Friday, August 04, 2006

Tomato Troubles

Tilt!

Tilt! This isn’t an artsy Dutch Angle shot of a tomato plant. It is, in fact, listing at an angle of about 45 degrees off the perpendicular. And this is after I shored it up with an ingenious (NOT!) rigging of monofilament fishing line and tent stakes. A few days ago, it was flopped over in the other direction. Are tomato cages utterly useless or what? Every year I dutifully enclose my little plants in them, and the plants invariably grow to four or five feet and make a mockery out of their so-called supports.

My jerry-rigged solution looks like hell but at least (for now) all the tomatoes are off the ground and out of the reach of slugs. That’s something.

One positive thing I’ll say about this strapping plant—an Arkansas Traveler—is that it is extremely healthy and producing much better than the Arkansas Traveler I planted last year. Last year, the Trav didn’t put out much (cold night temperatures led to a lot of blossom drop), but what it did produce had an outstanding flavor. This year looks much more promising. There’s a blush of color on a couple of the fruits, so maybe by the end of next week, I’ll be slicing into my first ripe Trav.

My other tomato plants are all pretty much a massive disappointment. They’re scrawny and short and are in no way putting their tomato cages to the test. They each have two or three dozen tomatoes on them—max. I couldn’t even bear to take photos of them they look so pathetic. The Taxi Yellow that produced mass quantities of delicious mid-size tomatoes last year has so far produced three or four puny tomatoes that rival the tomatoes Safeway sells in January as far as flavor goes. As I said, disappointing. In the extreme.

It’s all my fault. I’ve been growing tomatoes in the same spot for three years running, and I’ve done nothing to make sure the soil stays fertile. Here’s my tomato-planting method. Dig a hole, toss in a scant handful of hydrated lime to sweeten the acidic soil, a sprinkle of bone meal, and a handful of compost. Plug my little tomato set into the hole. Backfill with a bit more compost and the soil from the hole, spread a miserly “collar” of compost around the base of the plant. Water and call it good.
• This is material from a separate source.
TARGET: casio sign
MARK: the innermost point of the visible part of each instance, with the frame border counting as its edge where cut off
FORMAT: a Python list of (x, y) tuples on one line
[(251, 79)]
This highly scientific method has worked fine for the past two years, but I expect that by now tomatoes of years past—the ones that produced a hundred or more tomatoes per plant—have rather exhausted the nutrient stores in the soil. I should have realized this and plowed generous shovel loads of well-rotted manure into the soil before planting this year.

My theory on what went wrong is borne out by the fact that the Trav’s is colossal and is the only plant that is growing in a space where I never grew tomatoes before. I need to amend my ways.